Given the D.C. Circuit’s jurisdiction over many administrative law cases, Kavanaugh has written extensively in evaluating agency regulations and decisions.  For example, after a panel of the D.C. Circuit upheld net neutrality regulations passed by the Federal Communications Commission, Kavanaugh dissented from denial of rehearing en banc, arguing that net neutrality violated both Congress’ grant of power to the agency and the First Amendment.  See United States Telecom Ass’n v. Fed. Commc’ns Comm’n, 855 F.3d 381, 417 (D.C. Cir. 2017).  In another case, Kavanaugh found that the Environmental Protection Agency was statutorily required to consider the costs of emission control in issuing regulations.  White Stallion Energy Cntr. LLC v. EPA, 748 F.3d 1222, 1259 (D.C. 2014).  This holding was ultimately affirmed by the Supreme Court.  Michigan v. EPA, 135 S. Ct. 2699, 192 L. Ed. 2d 674 (2015).

In other cases Kavanaugh:

  • Dissented from a ruling requiring an immigrant minor who sought access to an abortion to be provided one.  Garza v. Hargan, 874 F.3d 735, 755 (D.C. Cir. 2017), cert. granted, judgment vacated sub nom. Azar v. Garza, 138 S. Ct. 1790 (2018).
  • Dissented from denial of en banc rehearing of a decision upholding a requirement that religious organizations not wishing to provide contraceptive coverage for employees participate in the opt out process.  Priests for Life v. U.S. Dep’t of Health & Human Servs., 808 F.3d 1, 14 (D.C. Cir. 2015).
  • Ruled that the structure of the Consumer Financial Protection Bureau (CFPB), which required the President to have cause before dismissing the head, was unconstitutional.  PHH Corp. v. Consumer Fin. Prot. Bureau, 881 F.3d 75, 165 (D.C. Cir. 2018).  This ruling was overturned by the D.C. Circuit en banc.  881 F.3d 75 (D.C. Cir. 2018).
  • Held that the Anti-Injunction Act barred plaintiffs from challenging the individual mandate of the Affordable Care Act.  Seven-Sky v. Holder, 661 F.3d 1 (D.C. Cir. 2011).
  • Held the Affordable Care Act did not violate the Origination Clause of the Constitution.  Sissel v. U.S. Dep’t of Health & Human Servs., 799 F.3d 1035, 1049 (D.C. Cir. 2015).

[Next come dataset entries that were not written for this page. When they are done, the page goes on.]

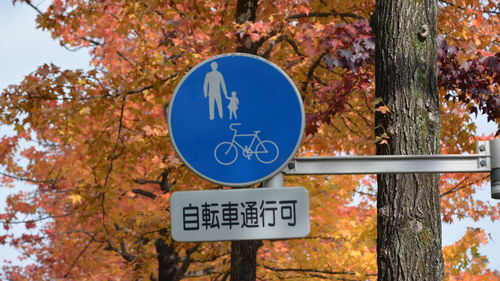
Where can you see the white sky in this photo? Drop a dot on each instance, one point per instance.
(23, 48)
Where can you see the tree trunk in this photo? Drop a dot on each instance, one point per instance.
(244, 260)
(167, 261)
(409, 222)
(244, 253)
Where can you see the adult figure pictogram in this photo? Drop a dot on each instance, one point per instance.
(214, 82)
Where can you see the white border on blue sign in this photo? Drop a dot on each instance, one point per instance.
(168, 113)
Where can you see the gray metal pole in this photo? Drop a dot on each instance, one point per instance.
(495, 168)
(487, 159)
(276, 181)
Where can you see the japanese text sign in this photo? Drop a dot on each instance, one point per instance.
(240, 214)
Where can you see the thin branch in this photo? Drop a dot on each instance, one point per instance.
(186, 261)
(333, 13)
(310, 71)
(308, 270)
(461, 185)
(365, 193)
(144, 193)
(122, 251)
(34, 7)
(78, 257)
(34, 220)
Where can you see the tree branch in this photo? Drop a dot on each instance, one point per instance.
(34, 7)
(144, 193)
(78, 257)
(333, 13)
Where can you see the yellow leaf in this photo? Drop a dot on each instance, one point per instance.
(75, 198)
(384, 109)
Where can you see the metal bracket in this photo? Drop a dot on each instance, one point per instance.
(487, 159)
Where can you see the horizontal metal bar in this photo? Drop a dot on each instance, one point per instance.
(388, 164)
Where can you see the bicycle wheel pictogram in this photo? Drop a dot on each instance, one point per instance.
(266, 152)
(225, 153)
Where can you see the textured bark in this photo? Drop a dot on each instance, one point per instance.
(244, 253)
(409, 222)
(244, 260)
(167, 261)
(246, 10)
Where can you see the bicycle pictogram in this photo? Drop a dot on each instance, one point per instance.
(265, 151)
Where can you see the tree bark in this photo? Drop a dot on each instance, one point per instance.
(409, 222)
(244, 253)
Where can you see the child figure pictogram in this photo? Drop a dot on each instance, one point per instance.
(233, 105)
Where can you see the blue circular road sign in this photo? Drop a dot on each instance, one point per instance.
(236, 119)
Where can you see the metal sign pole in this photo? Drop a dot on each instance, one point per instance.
(487, 159)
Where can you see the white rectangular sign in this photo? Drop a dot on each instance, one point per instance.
(240, 214)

Why Trump Could Choose Kavanaugh as His Nominee

Trump has indicated that he is looking for a nominee with Ivy League credentials and a strong academic record.  Kavanaugh ticks off both boxes. Furthermore, Kavanaugh is generally strongly regarded as a judge and has developed a solidly conservative record on the D.C. Circuit.

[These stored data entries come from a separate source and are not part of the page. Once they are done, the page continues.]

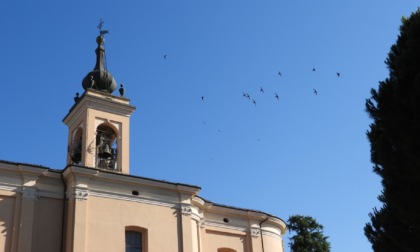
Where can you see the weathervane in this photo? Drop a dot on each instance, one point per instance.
(102, 32)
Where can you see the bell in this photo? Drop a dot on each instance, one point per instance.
(104, 151)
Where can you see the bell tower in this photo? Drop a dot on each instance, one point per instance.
(99, 122)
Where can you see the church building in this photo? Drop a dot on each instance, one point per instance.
(94, 204)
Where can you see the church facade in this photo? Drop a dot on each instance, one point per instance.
(94, 204)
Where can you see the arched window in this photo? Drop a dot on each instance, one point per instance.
(133, 241)
(106, 148)
(75, 147)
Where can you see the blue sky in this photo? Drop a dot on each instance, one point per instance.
(302, 154)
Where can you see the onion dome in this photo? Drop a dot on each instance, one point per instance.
(99, 78)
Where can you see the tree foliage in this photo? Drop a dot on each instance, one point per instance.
(395, 145)
(309, 235)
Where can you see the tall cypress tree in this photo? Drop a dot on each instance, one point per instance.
(309, 235)
(395, 145)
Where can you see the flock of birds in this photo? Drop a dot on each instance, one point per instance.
(276, 96)
(261, 90)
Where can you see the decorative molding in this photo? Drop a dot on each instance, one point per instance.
(30, 193)
(186, 210)
(81, 194)
(272, 234)
(255, 232)
(202, 223)
(211, 223)
(125, 197)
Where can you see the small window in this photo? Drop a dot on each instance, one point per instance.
(133, 241)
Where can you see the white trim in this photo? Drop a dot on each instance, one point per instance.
(131, 198)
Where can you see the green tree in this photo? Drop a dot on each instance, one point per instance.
(394, 136)
(309, 235)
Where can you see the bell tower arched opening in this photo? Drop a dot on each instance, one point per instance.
(106, 148)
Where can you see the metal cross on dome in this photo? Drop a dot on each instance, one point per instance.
(102, 32)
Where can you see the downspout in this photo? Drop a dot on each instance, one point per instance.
(262, 239)
(63, 226)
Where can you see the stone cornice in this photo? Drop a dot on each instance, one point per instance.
(116, 178)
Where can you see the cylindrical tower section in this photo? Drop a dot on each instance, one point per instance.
(272, 231)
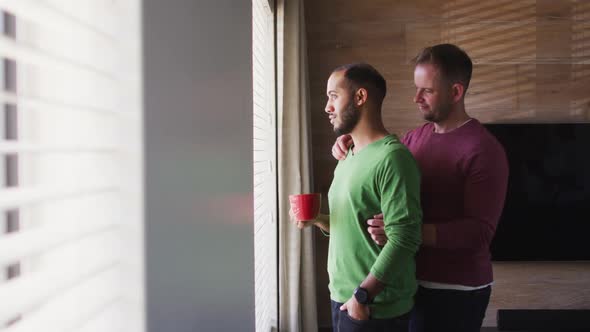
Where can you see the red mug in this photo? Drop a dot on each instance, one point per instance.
(305, 206)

Additionally, White House Counsel Don McGahn is particularly focused on Administrative Law when selecting judges.  Specifically, McGahn is looking for judges who oppose deference to administrative agencies and prefer a greater degree of judicial involvement in judging agency policy.  Kavanaugh’s record, more than that of any other shortlister, reflects this hostility to agency deference.

Why Trump Would Not Choose Kavanaugh as His Nominee

Kavanaugh is already facing a lot of pushback from social conservatives, who argue that his record shows an insufficient commitment to overturning Roe v. Wade.  Additionally, some senators have pushed back regarding Kavanaugh’s opinion in the Affordable Care Act cases, arguing that Kavanaugh failed to overturn the Act when he had a chance.

Expected Lines of Attack

While Kavanaugh is currently facing criticism from social conservatives, it is unlikely that such criticism would continue in a sustained fashion if he was selected as the nominee.  Rather, if nominated, Kavanaugh is more likely to face criticism from the left, who will criticize his willingness to overturn regulations (that they would argue are) needed to protect health and safety.  Kavanaugh may also be attacked for his work as part of the Whitewater Investigation, in the Bush Administration, and for writings on executive power and authority.

Likelihood of Nomination

Kavanaugh is likely the preferred candidate of White House Counsel Don McGahn.  In general, he is a candidate who is likely to unite the Republican caucus and has the best chance (of the current shortlisters) of securing Democratic support.  As such, despite the social conservative pushback, I expect Kavanaugh to be a strong contender for the nomination.